During these exceptional times marked by the coronavirus outbreak, the team's research efforts have proved particularly useful to track and monitor people's emotions.

"Amid this extraordinary crisis we are facing now, people may share how they feel on social media networks," Zhang stated. "I want to help all the people understand how other people are feeling through sentimental analysis or emotional analysis on the Twitter platform."

Machine learning and AI

Although Zhang doesn't work in the medical or biological fields, she uses machine learning to analyze the text-based data shared on social media by millions of Twitter users who use hashtags like #coronavirus or #covid19. Analysis of the data provides valuable information that can be used by governments and other organizations managing the COVID-19 pandemic.

Zhang cited an example of tweets shared by a medical doctor in Egypt last month that indicated many people were showing symptoms. He lacked testing material to confirm diagnoses, but the information could be used to help predict a localized outbreak.

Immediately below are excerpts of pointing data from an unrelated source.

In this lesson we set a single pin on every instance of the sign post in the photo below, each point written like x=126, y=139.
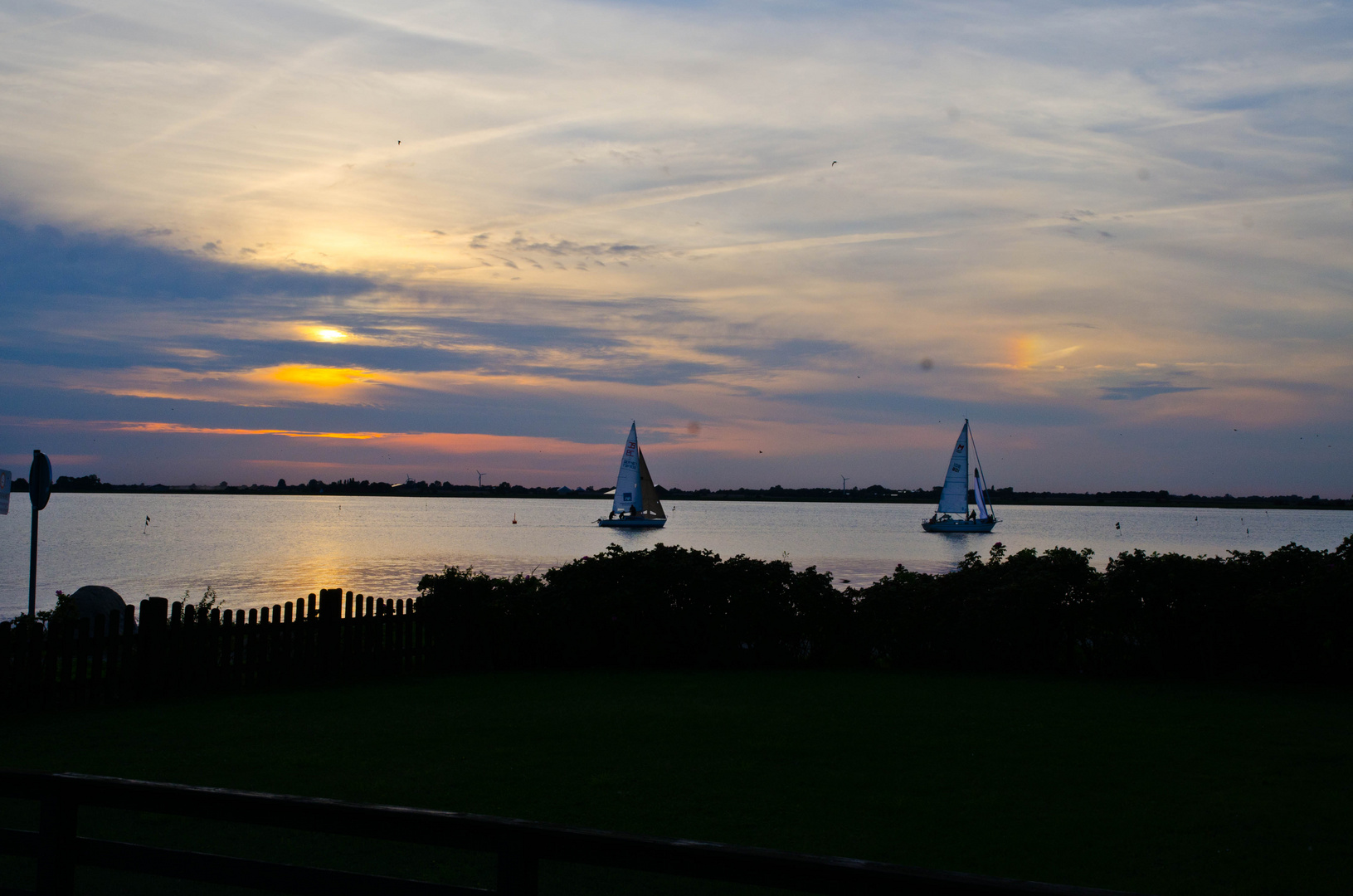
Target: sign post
x=40, y=489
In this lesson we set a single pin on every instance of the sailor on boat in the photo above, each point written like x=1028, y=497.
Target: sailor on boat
x=636, y=503
x=953, y=514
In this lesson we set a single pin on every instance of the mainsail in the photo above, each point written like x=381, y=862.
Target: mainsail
x=626, y=484
x=651, y=508
x=954, y=497
x=984, y=510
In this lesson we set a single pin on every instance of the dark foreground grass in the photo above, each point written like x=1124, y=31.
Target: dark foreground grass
x=1146, y=786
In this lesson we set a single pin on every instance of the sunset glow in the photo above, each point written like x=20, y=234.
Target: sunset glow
x=825, y=235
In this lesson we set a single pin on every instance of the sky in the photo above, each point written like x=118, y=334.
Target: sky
x=795, y=241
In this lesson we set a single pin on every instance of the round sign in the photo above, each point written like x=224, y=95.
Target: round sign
x=40, y=480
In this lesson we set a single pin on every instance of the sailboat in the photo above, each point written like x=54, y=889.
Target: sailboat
x=636, y=503
x=953, y=499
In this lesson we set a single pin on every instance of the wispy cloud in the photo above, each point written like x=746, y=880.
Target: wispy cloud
x=527, y=220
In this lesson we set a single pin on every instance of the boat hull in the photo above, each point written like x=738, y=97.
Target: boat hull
x=960, y=525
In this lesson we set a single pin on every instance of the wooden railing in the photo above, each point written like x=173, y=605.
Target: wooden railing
x=520, y=846
x=176, y=650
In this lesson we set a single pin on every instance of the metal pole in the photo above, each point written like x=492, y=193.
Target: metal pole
x=32, y=567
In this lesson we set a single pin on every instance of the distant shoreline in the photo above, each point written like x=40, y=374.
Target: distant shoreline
x=873, y=494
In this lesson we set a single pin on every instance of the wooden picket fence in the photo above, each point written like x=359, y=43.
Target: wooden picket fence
x=168, y=650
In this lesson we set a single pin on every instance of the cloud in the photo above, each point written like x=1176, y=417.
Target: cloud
x=44, y=261
x=533, y=231
x=1136, y=392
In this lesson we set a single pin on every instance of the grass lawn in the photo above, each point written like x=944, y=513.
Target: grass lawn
x=1160, y=788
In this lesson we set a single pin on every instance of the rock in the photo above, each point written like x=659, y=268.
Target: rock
x=96, y=600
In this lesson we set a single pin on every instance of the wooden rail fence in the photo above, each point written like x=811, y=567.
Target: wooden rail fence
x=176, y=650
x=520, y=846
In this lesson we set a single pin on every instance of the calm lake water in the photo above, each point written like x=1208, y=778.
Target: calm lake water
x=264, y=548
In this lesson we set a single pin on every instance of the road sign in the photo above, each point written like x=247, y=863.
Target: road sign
x=40, y=480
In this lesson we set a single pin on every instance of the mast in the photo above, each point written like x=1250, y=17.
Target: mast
x=984, y=509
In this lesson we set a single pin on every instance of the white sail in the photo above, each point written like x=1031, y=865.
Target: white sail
x=626, y=482
x=954, y=497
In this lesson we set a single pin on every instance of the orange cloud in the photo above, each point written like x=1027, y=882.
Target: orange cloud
x=220, y=431
x=317, y=377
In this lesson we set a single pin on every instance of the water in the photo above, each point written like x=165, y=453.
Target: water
x=267, y=548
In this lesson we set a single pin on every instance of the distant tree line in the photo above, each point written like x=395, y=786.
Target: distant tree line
x=1280, y=616
x=872, y=494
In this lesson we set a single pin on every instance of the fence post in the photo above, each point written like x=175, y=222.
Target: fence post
x=518, y=870
x=57, y=844
x=330, y=613
x=150, y=640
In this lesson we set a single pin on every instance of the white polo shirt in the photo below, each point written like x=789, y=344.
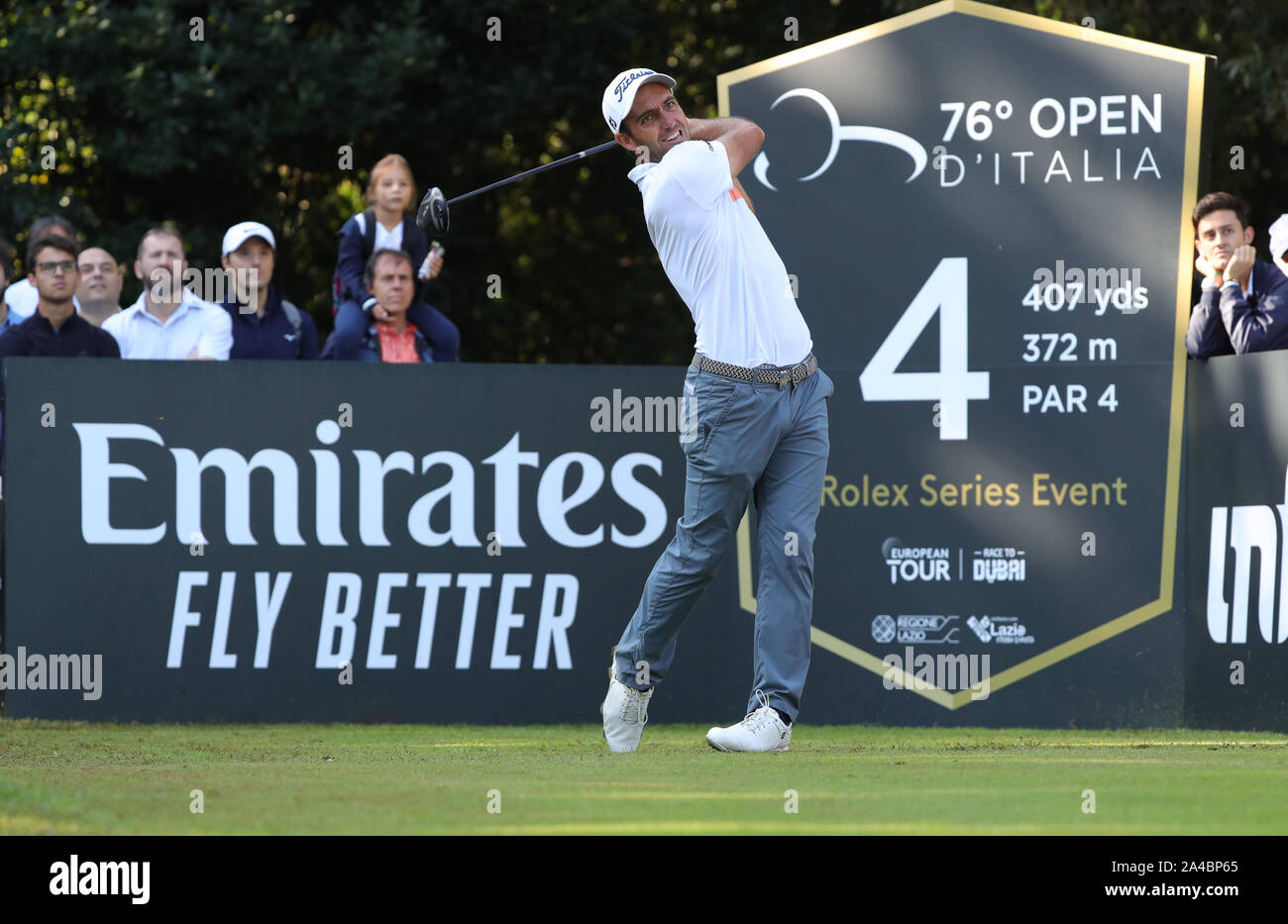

"I want to use the data from the tweets to help predict outbreaks," said Zhang.

Twitter data analysis can be used as an early warning system—an additional tool in our arsenal in the global efforts to flatten the curve.

Zhang was recently approached by Carlos Duarte, KAUST professor of marine science from the University's Red Sea Research Center, to contribute her sentiment analysis data to a global dashboard.

"We want to use color to demonstrate how people are feeling," she explained. "For example, blue means calm—denoting that users are not very anxious or panicked. Red means people are fearful, scared or have negative feelings. We can demonstrate different portions of these emotions in different regions and different countries."

Mapping sentiment

Because tweets can be geolocated, the color-coded heat maps on the dashboard can be geographically accurate. Interestingly, sentiment data collected by collaborators in China currently shows that people have started to calm down.

"We can show every day in different regions and countries how people's emotions are changing," Zhang elaborated. "We can demonstrate, for example, in China, Singapore, Japan, Korea [and] Hong Kong, that people['s] emotions were showing [up as] very red one month ago, [but] we have more and more blue recently. We expect to have some similar trends in all the other regions."

Zhang and her team of researchers are currently focusing on English and Arabic language tweets, but they are considering adding more widely used languages in the future, such as French and Spanish.

To further refine the data, Zhang also plans to work with sociologists and demographers, as these individuals can provide more layered and textured explanations underlying the collected data.

"Basically, we think that the data can tell us something. [We can build data-rich models] to do the technical analysis, but we want to understand the reason[s] behind what we get. We need help from others," Zhang said.